Shafee Thomas, Cooke Ira
Department of Biochemistry and Genetics, La Trobe Institute for Molecular Science, La Trobe University, Melbourne, 3086, Australia.
Department of Molecular and Cell Biology, James Cook University, Townsville, 4811, Australia.
BMC Bioinformatics. 2016 Oct 26;17(1):434. doi: 10.1186/s12859-016-1300-6.
Alternative sequence alignment algorithms yield different results. It is therefore useful to quantify the similarities and differences between alternative alignments of the same sequences. These measurements can identify regions of consensus that are likely to be most informative in downstream analysis. They can also highlight systematic differences between alignments that relate to differences in the alignment algorithms themselves.

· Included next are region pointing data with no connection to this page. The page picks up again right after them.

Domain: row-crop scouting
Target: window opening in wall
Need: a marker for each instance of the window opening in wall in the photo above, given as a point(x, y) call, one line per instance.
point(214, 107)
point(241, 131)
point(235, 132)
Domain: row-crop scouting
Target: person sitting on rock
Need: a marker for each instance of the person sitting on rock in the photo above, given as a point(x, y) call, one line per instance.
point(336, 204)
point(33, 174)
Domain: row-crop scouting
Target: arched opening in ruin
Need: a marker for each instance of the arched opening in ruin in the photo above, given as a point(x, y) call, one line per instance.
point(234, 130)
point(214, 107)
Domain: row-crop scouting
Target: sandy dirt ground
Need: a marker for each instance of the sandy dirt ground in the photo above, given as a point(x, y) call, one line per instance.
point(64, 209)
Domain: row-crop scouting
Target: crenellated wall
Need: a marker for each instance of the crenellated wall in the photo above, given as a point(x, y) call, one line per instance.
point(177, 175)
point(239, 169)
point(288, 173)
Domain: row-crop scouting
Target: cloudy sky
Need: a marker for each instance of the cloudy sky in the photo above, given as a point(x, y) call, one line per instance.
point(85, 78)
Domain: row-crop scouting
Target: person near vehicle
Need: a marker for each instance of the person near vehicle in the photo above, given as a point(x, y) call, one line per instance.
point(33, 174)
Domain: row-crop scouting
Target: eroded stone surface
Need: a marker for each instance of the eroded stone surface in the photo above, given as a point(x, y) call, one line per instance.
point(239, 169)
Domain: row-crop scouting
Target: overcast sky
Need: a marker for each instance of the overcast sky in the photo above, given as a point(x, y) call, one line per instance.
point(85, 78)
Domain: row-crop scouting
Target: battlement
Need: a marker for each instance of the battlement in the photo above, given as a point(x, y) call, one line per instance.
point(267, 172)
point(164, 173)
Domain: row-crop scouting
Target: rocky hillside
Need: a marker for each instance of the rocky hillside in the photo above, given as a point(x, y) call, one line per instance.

Here we present a simple method for aligning two alternative multiple sequence alignments to one another and assessing their similarity. Differences are categorised into merges, splits or shifts in one alignment relative to the other. A set of graphical visualisations allow for intuitive interpretation of the data.
AlignStat enables the easy one-off online use of MSA similarity comparisons or into R pipelines. The web-tool is available at AlignStat.Science.LaTrobe.edu.au. The R package, readme and example data are available on CRAN and GitHub.com/TS404/AlignStat.
不同的序列比对算法会产生不同的结果。因此,量化相同序列的不同比对之间的异同是很有用的。这些测量可以识别在下游分析中可能最具信息性的一致区域。它们还可以突出比对之间与比对算法本身差异相关的系统差异。
在这里,我们提出了一种简单的方法,用于将两个不同的多序列比对相互比对并评估它们的相似性。差异被分类为一个比对相对于另一个比对的合并、拆分或移位。一组图形可视化允许对数据进行直观解释。
AlignStat 使 MSA 相似性比较能够轻松地一次性在线使用或集成到 R 管道中。该网络工具可在 AlignStat.Science.LaTrobe.edu.au 上获取。R 包、自述文件和示例数据可在 CRAN 和 GitHub.com/TS404/AlignStat 上获取。